We've no studying here, and not a scrap of system that I see.

All the country seems armed for bullying the facts, till the periodical panic arrives, and then it 's for lying flat and roaring--and we'll drop the curtain, if you please.' 'You say we,' returned Mr.Adister.

'I hear you launched at us English by the captain, your cousin, who has apparently yet to learn that we are one people.' 'We 're held together and a trifle intermixed; I fancy it's we with him and with me when we're talking of army or navy,' said Patrick.
'But Captain Con's a bit of a politician: a poor business, when there's nothing to be done.' 'A very poor business!' Mr.Adister rejoined, 'If you'd have the goodness to kindle his enthusiasm, he'd be for the first person plural, with his cap in the air,' said Patrick.
'I detest enthusiasm.
'You're not obliged to adore it to give it a wakener.

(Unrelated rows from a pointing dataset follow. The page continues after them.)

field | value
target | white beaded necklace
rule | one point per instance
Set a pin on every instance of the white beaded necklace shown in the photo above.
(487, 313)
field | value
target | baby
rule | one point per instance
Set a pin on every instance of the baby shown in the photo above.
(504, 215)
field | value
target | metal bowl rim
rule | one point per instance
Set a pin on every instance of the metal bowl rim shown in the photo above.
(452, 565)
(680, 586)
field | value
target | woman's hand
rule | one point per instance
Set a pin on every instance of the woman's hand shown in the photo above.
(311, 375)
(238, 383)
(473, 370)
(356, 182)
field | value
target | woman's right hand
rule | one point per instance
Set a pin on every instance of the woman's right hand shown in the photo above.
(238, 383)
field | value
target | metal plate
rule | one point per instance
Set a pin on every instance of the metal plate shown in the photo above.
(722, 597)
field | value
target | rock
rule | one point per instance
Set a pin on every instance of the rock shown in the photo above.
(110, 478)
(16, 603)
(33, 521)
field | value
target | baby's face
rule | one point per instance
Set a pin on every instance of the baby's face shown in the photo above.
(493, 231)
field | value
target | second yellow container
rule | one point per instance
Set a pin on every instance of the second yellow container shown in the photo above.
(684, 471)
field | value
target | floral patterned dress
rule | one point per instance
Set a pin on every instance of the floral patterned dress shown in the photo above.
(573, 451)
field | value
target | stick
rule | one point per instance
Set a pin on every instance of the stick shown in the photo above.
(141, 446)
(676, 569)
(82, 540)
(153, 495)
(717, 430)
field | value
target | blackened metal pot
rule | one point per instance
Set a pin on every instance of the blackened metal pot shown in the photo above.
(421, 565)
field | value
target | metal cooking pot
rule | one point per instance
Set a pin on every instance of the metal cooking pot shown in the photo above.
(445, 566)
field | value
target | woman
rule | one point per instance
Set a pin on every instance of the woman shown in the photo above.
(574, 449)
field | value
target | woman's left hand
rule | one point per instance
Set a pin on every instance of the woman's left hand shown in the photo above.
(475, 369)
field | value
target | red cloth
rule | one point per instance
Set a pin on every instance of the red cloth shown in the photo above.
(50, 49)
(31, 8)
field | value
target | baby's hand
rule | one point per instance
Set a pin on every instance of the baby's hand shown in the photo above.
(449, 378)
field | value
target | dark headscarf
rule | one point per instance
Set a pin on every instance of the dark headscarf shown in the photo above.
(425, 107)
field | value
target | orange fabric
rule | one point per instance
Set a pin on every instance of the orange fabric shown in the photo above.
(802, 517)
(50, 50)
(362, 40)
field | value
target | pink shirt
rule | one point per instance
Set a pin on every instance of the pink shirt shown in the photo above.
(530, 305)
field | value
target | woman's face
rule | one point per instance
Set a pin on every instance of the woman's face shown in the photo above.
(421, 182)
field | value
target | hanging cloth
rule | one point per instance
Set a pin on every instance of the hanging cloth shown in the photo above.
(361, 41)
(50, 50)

'Pray, what does that mean ?' Patrick cast about to reply to the formal challenge for an explanation.
He began on it as it surged up to him: 'Well, sir, the country that's got hold of us, if we 're not to get loose.

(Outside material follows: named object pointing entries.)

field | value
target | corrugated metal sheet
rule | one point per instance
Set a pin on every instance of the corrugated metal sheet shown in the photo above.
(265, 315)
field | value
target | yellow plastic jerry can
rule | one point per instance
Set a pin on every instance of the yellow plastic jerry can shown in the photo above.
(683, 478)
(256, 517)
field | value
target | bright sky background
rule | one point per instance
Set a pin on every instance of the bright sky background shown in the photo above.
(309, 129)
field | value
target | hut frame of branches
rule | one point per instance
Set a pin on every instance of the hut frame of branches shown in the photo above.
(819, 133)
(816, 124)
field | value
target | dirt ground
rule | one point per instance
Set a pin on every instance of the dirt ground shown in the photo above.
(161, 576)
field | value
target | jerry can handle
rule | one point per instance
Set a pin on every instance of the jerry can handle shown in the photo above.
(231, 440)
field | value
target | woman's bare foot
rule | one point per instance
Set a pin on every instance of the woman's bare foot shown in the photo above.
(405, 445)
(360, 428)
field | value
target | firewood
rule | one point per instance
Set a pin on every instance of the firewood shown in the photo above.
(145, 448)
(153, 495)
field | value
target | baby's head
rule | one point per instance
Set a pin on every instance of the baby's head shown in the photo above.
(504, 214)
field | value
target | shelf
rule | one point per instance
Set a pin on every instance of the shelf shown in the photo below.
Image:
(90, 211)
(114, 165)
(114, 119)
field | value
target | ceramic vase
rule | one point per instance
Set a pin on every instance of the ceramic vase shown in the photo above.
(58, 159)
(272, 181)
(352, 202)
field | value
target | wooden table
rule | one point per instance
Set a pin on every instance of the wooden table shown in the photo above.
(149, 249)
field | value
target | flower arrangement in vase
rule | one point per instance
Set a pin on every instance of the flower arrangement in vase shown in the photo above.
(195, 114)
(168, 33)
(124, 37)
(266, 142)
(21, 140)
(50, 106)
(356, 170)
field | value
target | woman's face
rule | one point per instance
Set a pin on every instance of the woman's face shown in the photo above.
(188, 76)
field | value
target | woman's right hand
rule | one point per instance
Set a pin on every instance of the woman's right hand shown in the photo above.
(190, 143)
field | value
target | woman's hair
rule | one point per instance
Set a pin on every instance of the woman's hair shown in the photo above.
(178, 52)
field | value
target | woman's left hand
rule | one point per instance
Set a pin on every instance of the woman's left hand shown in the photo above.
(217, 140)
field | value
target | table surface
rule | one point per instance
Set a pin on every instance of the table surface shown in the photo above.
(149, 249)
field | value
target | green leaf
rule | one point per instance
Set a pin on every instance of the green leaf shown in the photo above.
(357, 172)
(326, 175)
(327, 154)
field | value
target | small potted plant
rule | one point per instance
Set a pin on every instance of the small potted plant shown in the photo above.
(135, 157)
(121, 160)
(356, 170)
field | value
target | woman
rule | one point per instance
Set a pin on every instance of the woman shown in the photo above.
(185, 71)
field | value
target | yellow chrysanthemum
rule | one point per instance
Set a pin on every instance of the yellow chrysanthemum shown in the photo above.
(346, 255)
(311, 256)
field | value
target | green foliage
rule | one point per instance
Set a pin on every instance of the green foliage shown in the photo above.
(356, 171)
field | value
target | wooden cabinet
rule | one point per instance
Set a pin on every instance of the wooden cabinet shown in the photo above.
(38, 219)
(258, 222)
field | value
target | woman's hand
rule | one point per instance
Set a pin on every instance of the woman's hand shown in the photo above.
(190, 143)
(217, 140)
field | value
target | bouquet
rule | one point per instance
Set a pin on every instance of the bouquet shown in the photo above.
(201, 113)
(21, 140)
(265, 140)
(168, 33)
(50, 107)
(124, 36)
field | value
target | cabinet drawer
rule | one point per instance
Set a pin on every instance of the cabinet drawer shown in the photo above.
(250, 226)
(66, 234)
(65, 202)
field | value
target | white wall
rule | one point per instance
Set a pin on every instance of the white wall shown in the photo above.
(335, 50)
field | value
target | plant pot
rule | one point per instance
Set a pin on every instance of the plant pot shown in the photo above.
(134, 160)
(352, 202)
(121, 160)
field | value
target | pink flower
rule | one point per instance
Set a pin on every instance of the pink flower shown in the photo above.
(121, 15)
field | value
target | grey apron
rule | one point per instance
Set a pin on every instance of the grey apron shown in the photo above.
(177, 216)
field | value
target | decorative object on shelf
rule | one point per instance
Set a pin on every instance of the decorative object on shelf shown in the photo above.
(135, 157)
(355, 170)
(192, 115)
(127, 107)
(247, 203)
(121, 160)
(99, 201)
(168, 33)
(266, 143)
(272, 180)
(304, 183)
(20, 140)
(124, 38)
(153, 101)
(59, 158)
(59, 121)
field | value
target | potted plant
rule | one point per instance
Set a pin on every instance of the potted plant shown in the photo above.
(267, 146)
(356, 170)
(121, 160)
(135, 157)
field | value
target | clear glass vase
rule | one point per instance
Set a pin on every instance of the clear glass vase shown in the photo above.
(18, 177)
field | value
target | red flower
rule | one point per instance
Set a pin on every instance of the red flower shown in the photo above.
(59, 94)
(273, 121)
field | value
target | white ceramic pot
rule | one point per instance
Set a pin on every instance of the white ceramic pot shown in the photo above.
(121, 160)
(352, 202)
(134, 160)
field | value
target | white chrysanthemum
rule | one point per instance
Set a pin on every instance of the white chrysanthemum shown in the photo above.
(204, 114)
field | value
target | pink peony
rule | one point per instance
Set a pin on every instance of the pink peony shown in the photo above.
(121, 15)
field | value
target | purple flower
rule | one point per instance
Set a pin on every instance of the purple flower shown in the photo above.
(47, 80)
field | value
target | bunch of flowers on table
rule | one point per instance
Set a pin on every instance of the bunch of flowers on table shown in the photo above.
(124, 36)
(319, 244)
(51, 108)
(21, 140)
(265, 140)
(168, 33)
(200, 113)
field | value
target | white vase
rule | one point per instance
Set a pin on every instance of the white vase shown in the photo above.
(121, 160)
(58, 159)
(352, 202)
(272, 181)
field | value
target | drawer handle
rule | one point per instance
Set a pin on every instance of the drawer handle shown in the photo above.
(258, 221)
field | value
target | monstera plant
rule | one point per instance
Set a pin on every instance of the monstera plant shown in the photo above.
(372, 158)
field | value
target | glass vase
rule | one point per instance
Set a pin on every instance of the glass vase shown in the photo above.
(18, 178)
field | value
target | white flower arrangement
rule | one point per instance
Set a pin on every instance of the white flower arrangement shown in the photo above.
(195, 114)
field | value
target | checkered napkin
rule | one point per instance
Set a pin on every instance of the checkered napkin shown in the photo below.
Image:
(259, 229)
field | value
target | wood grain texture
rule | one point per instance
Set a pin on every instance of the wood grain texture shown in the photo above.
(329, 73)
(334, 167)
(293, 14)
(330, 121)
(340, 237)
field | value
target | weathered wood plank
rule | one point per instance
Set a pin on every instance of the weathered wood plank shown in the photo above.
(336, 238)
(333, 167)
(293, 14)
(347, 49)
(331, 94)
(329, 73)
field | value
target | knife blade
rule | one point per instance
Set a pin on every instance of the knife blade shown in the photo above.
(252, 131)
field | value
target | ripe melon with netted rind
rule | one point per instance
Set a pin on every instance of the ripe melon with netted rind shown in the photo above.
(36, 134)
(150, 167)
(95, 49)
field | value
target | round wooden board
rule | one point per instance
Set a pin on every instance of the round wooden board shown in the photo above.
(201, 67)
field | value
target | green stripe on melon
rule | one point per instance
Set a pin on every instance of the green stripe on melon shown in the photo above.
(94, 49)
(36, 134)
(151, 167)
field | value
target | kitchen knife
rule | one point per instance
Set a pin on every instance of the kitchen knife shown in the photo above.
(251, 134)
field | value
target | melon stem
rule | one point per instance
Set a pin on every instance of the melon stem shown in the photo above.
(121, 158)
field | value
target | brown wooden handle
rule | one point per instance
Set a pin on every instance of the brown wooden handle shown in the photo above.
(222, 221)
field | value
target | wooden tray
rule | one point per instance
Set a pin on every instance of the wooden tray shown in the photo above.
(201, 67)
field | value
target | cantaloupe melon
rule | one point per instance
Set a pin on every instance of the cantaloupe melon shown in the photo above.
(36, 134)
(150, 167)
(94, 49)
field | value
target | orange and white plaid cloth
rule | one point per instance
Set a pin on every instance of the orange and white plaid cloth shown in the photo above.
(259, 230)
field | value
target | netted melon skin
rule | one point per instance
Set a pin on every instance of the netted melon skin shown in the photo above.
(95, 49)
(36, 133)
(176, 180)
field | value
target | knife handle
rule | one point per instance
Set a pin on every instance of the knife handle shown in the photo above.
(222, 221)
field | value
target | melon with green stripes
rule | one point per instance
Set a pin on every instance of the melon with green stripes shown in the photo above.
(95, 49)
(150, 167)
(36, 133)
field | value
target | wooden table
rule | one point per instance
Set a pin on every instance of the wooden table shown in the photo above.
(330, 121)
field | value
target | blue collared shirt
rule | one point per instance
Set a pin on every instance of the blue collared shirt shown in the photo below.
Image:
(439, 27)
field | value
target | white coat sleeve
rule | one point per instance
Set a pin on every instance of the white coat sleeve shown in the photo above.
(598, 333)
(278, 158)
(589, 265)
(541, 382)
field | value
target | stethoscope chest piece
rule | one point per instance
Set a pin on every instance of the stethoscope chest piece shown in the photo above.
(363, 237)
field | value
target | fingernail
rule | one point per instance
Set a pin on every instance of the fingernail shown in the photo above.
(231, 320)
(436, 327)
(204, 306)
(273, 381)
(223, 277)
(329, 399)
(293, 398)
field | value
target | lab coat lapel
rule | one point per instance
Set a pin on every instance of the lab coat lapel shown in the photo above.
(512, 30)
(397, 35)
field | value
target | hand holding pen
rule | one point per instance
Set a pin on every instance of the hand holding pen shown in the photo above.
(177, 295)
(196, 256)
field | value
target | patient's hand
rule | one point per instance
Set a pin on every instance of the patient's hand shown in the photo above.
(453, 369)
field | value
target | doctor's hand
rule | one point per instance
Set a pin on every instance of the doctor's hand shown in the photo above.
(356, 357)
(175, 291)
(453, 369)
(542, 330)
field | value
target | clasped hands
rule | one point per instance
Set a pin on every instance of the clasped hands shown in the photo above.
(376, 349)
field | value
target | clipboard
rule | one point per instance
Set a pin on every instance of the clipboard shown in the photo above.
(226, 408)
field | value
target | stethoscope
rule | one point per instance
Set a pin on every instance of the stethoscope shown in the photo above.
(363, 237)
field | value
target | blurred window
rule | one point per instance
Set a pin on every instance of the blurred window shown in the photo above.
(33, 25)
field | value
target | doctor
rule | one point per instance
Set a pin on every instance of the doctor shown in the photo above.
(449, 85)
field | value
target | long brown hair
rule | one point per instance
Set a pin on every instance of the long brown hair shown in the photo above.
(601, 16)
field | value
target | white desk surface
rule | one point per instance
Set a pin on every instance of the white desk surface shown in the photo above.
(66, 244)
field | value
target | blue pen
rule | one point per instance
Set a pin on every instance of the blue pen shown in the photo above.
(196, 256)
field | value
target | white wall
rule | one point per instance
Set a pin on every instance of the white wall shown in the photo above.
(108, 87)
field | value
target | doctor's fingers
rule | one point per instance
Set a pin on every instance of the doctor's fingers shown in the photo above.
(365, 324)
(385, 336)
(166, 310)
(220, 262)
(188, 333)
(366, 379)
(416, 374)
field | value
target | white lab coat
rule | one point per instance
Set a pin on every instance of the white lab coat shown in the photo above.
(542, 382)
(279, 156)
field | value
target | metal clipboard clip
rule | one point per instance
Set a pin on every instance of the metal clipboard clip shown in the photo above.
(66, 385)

We don't count many millions in Europe, and there's no shame in submitting to force majeure, if a stand was once made; and we're mixed up, 'tis true, well or ill; and we're stronger, both of us, united than tearing to strips: and so, there, for the past! so long as we can set our eyes upon something to admire, instead of a bundle squatting fat on a pile of possessions and vowing she won't budge; and taking kicks from a big foot across the Atlantic, and shaking bayonets out of her mob-cap for a little one's cock of the eye at her: and she's all for the fleshpots, and calls the rest of mankind fools because they're not the same: and so long as she can trim her ribands and have her hot toast and tea, with a suspicion of a dram in it, she doesn't mind how heavy she sits: nor that 's not the point, nor 's the land question, nor the potato crop, if only she wore the right sort of face to look at, with a bit of brightness about it, to show an idea inside striking alight from the day that's not yet nodding at us, as the tops of big mountains do: or if she were only braced and gallant, and cried, Ready, though I haven't much outlook! We'd be satisfied with her for a handsome figure.